Richard Byers, M.D., of the University of Manchester, in the United Kingdom, led the team that developed the new assay technology, the details of which were published in the journal Biochemical and Biophysical Research Communications. This assay system relies on using multiple quantum dots, each of which radiates fluorescent light of a specific color, and a technique known as spectral imaging, to obtain a gene expression profile for tissue samples fixed in paraffin. Paraffin-fixing is a standard technique for preserving tissue samples.
The investigators first created nucleic acid probes capable of binding to specific messenger RNA (mRNA) molecules; mRNA contains the information cells used to translate genetic information encoded in genes into proteins, and thus are a reflection of gene expression. Each probe consists of a quantum dot linked to a stretch of RNA complimentary to an mRNA of interest. Each mRNA probe contains a quantum dot with a unique color profile.
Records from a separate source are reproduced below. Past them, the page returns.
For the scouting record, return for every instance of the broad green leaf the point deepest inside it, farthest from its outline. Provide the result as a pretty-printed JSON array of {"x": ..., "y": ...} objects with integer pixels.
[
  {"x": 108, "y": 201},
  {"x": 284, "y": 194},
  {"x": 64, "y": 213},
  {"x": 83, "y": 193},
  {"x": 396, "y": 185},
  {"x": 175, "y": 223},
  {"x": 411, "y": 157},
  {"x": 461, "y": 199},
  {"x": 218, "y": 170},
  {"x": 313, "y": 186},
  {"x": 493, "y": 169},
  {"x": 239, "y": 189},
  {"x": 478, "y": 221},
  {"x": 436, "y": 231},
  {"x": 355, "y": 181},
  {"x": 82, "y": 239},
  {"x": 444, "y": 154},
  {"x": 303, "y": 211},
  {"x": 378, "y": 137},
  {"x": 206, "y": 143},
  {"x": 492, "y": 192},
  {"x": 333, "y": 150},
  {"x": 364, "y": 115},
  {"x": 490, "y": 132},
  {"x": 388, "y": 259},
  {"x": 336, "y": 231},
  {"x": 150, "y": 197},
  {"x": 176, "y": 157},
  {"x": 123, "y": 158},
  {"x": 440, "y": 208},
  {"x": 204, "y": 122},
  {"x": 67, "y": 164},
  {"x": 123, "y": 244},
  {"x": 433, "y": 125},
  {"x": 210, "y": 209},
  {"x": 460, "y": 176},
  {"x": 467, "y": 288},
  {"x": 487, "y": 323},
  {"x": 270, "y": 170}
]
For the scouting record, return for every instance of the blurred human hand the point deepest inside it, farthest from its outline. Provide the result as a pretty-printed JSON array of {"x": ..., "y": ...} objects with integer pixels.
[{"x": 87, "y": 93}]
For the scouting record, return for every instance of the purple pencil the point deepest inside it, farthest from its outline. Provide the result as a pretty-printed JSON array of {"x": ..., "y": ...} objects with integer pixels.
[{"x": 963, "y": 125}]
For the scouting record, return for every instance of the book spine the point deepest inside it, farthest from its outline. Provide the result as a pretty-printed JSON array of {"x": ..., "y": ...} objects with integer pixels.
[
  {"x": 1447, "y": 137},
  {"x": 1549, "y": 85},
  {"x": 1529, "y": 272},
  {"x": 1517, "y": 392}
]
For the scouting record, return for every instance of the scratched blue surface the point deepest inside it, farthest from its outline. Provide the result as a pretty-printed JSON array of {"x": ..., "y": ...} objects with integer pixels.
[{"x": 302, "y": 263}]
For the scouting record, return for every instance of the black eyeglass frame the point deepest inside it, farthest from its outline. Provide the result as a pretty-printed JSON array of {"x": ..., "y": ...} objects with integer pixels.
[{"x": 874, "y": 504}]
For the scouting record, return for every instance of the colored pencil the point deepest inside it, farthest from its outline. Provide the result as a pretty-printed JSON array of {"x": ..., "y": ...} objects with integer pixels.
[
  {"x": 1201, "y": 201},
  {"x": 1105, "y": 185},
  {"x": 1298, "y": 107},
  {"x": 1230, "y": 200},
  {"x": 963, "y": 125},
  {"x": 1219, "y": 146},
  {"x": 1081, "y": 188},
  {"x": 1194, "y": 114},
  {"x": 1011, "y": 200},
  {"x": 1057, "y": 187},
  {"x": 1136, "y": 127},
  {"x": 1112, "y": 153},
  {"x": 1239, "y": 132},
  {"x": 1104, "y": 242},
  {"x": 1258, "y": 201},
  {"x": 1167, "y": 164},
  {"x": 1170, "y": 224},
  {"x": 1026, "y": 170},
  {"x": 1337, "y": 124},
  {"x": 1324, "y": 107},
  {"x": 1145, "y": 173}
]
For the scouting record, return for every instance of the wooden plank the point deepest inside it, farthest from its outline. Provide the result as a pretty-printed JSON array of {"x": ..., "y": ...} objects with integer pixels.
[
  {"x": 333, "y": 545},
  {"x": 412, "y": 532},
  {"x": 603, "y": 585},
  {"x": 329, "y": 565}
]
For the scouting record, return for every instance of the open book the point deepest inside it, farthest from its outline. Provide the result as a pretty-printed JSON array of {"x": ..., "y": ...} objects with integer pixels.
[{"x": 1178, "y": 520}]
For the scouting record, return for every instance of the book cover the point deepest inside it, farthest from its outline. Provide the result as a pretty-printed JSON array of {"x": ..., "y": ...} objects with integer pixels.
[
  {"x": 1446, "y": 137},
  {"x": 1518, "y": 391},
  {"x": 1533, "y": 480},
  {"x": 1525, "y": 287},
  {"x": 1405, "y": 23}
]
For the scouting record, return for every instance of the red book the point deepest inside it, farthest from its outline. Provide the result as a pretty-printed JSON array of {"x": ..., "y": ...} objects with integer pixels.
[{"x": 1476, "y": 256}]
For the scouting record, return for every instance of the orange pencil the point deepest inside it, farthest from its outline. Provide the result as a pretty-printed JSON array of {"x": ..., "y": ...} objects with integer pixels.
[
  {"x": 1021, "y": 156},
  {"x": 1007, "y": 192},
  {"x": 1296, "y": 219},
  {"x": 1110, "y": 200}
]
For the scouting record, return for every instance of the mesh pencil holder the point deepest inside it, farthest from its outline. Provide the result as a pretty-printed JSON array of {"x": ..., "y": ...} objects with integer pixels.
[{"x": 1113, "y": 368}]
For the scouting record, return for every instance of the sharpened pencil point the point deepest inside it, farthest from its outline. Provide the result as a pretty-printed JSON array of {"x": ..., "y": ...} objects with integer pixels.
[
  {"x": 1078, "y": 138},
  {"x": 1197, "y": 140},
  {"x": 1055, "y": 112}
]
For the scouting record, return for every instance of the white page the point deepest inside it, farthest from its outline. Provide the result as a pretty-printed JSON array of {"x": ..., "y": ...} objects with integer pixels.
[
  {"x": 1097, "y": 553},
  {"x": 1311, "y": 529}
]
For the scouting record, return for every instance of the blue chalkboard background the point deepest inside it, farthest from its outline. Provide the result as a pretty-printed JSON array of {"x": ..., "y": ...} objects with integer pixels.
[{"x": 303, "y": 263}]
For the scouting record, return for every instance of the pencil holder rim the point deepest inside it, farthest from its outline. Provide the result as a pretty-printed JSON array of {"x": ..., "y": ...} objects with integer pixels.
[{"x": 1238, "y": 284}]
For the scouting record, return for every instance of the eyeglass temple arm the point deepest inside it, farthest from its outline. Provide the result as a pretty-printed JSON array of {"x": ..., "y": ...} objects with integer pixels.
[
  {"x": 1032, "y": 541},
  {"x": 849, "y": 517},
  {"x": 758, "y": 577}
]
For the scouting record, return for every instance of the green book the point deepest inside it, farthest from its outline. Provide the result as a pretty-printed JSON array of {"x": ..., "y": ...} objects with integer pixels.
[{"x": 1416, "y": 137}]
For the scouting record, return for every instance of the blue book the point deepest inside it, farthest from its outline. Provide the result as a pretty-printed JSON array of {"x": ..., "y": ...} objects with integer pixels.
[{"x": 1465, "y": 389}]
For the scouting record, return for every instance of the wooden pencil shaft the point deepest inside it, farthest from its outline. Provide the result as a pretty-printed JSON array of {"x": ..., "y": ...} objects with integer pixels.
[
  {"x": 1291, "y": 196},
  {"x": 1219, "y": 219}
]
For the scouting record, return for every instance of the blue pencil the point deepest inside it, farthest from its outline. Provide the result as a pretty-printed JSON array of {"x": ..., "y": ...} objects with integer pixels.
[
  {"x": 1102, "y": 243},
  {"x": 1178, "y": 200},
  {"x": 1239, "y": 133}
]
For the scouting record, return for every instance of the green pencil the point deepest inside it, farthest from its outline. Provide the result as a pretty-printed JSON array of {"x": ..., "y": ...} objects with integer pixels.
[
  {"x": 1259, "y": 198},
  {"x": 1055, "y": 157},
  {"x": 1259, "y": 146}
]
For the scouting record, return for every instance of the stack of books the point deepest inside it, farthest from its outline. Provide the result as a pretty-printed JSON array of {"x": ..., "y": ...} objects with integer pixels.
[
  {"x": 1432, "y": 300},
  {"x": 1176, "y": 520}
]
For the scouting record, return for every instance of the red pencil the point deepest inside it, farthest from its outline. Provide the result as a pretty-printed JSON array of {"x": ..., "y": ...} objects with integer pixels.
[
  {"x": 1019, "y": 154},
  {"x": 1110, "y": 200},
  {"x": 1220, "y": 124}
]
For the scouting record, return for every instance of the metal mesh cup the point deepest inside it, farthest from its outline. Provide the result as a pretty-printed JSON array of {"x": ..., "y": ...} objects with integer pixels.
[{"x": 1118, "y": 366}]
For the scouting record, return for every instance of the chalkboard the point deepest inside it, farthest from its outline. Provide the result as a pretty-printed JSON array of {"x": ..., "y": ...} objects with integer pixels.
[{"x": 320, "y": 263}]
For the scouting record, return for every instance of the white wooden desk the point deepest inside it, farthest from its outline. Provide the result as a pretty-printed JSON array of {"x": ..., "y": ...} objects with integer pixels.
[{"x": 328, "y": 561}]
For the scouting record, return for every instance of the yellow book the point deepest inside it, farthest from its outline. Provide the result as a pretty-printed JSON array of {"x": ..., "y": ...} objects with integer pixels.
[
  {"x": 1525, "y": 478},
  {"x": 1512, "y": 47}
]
After applying a mixture of probes to a tissue sample, the researchers recorded the entire spectral image from each pixel in a fluorescence microscope viewing field. They then used a computational method called signal deconvolution to analyze the light emitted from each pixel and separate the light emitted by each color of quantum dot from the large amount of fluorescent light given off the tissue fixed in paraffin. From this analysis, the investigators were able to identify the specific mRNAs present in the tissue samples.
This work is detailed in a paper titled, “Imaging of multiple mRNA targets using quantum dot based in situ hybridization and spectral deconvolution in clinical biopsies.” Investigators from the Dana-Farber Cancer Institute, the Broad Institute of MIT and Harvard, and Cambridge Research and Instrumentation also participated in this study. An abstract of this paper is available through PubMed.